The group has also taken over a community pharmacy in Newport News and will open a small primary care office near City Center at Oyster Point on March 1. That will serve as a temporary office in the city while Fishing Point builds out a 17,000 square-foot clinic at 25th Street and Jefferson Avenue.
That will open in phases starting this fall, just like the Portsmouth clinic. It’ll provide all the same services as that first clinic — a one-stop shop for doctor and dentist appointments with an in-house pharmacy, physical therapy and a radiology departments more expansive than the Portsmouth location.
Once the full clinic opens, Fishing Point plans to turn the Thimble Shoals office into a kind of specialty health care office, though the details are still worked out.
Money made by the business venture is meant to provide for the health of the tribe — which currently means reinvesting profits to grow Fishing Point to provide even more medical access.
The expansions will keep coming, Johnson said.

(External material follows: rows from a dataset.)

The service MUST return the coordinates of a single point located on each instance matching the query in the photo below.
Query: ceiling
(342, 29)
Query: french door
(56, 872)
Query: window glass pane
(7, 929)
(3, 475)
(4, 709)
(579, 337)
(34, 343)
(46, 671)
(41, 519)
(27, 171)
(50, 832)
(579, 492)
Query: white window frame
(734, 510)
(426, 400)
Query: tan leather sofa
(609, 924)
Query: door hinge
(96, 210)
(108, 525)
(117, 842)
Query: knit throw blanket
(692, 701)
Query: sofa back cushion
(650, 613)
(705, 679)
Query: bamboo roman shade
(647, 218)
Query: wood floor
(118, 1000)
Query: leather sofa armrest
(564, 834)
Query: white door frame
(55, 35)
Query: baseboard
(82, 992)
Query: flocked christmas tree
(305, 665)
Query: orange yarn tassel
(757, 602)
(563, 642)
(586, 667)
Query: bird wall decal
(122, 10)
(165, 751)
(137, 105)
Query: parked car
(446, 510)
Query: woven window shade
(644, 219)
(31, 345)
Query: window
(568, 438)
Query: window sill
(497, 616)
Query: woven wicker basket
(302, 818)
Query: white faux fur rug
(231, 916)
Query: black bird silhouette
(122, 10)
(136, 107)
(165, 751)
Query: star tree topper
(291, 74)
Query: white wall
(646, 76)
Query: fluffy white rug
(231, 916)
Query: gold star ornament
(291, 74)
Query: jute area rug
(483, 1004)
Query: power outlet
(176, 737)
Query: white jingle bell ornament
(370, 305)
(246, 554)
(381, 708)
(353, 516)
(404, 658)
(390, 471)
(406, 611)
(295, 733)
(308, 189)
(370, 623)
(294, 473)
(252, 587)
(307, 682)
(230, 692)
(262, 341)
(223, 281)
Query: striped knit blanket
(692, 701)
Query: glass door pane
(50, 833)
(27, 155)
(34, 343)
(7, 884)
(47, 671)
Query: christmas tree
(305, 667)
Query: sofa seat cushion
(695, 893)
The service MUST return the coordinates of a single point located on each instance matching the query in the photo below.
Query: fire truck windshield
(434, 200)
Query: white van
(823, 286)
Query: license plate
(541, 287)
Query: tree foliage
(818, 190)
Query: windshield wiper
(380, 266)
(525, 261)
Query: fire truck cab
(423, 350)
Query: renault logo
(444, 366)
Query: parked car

Fishing Point has already bought a building on Church Street in Norfolk and will be opening a small clinic there in June. That Norfolk location will eventually offer outpatient surgeries like knee scoping, likely sometime in 2026.
The tribe also has plans for clinics in Chesapeake, Virginia Beach, Williamsburg and Suffolk, where the Nansemond Nation is headquartered.
“Obviously, those plans are years and years away, but we do want to continue to expand and bring this quality health care to everybody who is needing it,” Johnson said.